Cette œuvre est intéressante sur plusieurs points. Tous d’abord la critique qu’elle propose est puissante, une critique du spectacle poussée à son extrémité la plus barbare, puis celle de la division internationale du travail, qui est certes simplifiée, mais nous parlons d’un livre pour jeunes adultes. Encore plus impressionnante est la description du district indépendant, le district 13, qui, à cause de son isolement et de son manque de ressources, a dégénéré en une sévère dictature. On y voit presque une forme de critique du socialisme dans un seul pays. Aussi, la désignation de l’ennemi par Capitole est à un O remplacé par un A d’être clairement anti-capitaliste.

Mais encore, l’absence de projet révolutionnaire frappe. À part deux lignes vers la fin du troisième livre parlant d’une république assez vaguement, la question de par quoi le Capitol sera remplacé est à peine effleurée. La théorie est inexistante, les débats qui devraient animer les rangs des révolutionnaires sont inexistants. Les Rebelles n’ont pas de nom outre que celui de rebelles ou d’insurgés. Puis la conclusion est prévisible à souhait. Les nécessités de la révolution ayant corrompu les chefs rebelles, le combat doit se faire contre eux.

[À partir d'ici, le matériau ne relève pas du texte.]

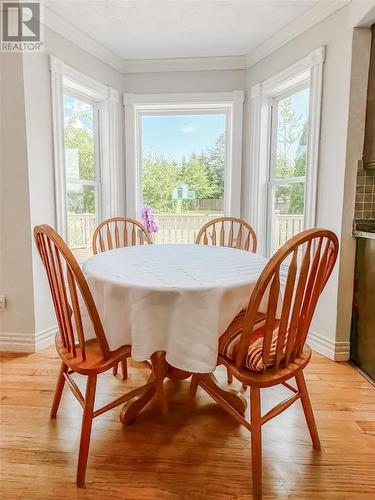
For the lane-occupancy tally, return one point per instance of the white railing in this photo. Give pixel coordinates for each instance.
(81, 227)
(176, 228)
(286, 226)
(180, 228)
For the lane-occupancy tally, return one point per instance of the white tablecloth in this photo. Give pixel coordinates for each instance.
(176, 298)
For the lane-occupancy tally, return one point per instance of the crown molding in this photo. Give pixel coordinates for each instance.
(301, 24)
(56, 23)
(184, 64)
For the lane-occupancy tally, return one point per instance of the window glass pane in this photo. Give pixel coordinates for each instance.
(79, 138)
(287, 215)
(81, 191)
(183, 172)
(82, 220)
(292, 134)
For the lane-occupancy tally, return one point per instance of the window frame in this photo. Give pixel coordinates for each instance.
(273, 180)
(96, 182)
(68, 81)
(308, 70)
(139, 105)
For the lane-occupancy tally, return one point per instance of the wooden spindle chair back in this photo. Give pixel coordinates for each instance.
(291, 289)
(230, 232)
(119, 232)
(67, 283)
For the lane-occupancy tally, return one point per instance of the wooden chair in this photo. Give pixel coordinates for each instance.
(78, 354)
(267, 349)
(228, 232)
(116, 233)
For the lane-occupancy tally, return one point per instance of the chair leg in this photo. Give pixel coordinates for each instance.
(124, 368)
(58, 391)
(159, 370)
(193, 388)
(86, 429)
(307, 409)
(256, 442)
(229, 375)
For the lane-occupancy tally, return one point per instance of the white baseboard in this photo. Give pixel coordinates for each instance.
(45, 338)
(22, 342)
(338, 351)
(27, 342)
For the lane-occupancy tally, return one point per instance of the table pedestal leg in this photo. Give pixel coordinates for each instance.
(131, 409)
(231, 400)
(159, 372)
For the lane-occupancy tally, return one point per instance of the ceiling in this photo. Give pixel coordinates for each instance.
(165, 29)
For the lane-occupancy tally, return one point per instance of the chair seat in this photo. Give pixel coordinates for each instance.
(229, 342)
(94, 358)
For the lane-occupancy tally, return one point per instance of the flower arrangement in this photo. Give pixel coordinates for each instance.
(149, 220)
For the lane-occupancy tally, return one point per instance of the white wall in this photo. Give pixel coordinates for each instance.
(184, 81)
(330, 333)
(16, 280)
(27, 190)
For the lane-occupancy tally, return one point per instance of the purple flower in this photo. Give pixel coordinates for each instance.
(148, 219)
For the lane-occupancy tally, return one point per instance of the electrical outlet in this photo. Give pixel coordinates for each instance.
(3, 302)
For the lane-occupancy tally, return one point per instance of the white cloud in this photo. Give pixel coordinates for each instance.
(188, 128)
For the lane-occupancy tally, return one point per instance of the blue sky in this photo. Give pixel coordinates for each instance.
(176, 136)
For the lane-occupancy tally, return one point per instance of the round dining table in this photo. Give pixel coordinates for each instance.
(171, 303)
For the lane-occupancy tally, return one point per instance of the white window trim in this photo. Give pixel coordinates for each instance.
(230, 103)
(261, 94)
(63, 78)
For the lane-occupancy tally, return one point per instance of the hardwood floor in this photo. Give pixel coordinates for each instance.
(198, 453)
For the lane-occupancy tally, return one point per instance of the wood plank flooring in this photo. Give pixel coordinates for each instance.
(198, 453)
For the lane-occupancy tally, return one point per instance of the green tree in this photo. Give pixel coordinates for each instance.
(194, 172)
(215, 160)
(160, 177)
(79, 138)
(290, 156)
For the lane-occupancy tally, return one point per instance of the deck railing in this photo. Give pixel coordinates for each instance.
(176, 228)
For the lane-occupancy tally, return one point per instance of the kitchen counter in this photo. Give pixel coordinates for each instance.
(364, 228)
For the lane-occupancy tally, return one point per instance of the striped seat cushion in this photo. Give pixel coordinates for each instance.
(230, 340)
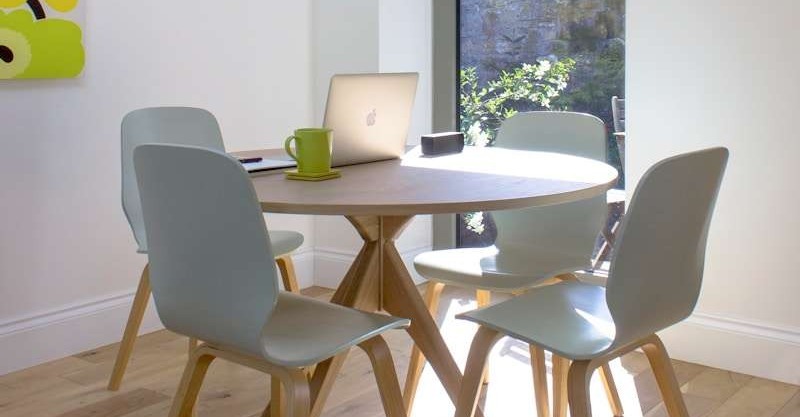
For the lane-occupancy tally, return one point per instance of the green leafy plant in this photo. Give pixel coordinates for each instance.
(483, 108)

De la misère littéraire et De la misère du mouvement

Les manquements des mouvements révolutionnaires représentent bien les lacunes du mouvement actuel du prolétariat. La violence aveugle des prolétaires racisés du Vox Populi fait écho à celle des jeunes prolétaires issue de l’immigration, parqués en périphérie des métropoles capitalistes et leurs irruptions de révoltes dévastatrices. L’anti-Capitolisme des Rebelles de Panem fait écho à l’anticapitalisme informé de Occupy et des indignés. C’est le marasme idéologique d’une génération du prolétaires, où l’ennemi est vaguement connu. Capitol et Founders font échos au 1% et à Babylone, ou le projet révolutionnaire est vague, voir indéfini. C’est un prolétariat coupé de son expérience et de son passé. Le coupable n’est pas difficile à trouver. La charogne du stalinisme empeste encore assez fort pour nuire au mouvement révolutionnaire. La défaite de la révolution russe a ouvert une plaie dans le mouvement révolutionnaire, une plaie qui tarde à cicatriser. Le stalinisme à porté un coup violent non seulement au projet politique du prolétariat, le communisme, en l’associant aux goulags et à la famine, mais aussi à la force matérielle qui peut transporter l’expérience du prolétariat, le Parti Révolutionnaire, en l’associant avec l’état autoritaire. Si les conditions matérielles actuelles poussent tous êtres raisonnable a sévèrement remettre en cause le capitalisme, l’absence de force matérielle pouvant lier la classe ouvrière à son passé révolutionnaire, à l’expérience qu’elle peut en tirer, nous mène droit vers la barbarie.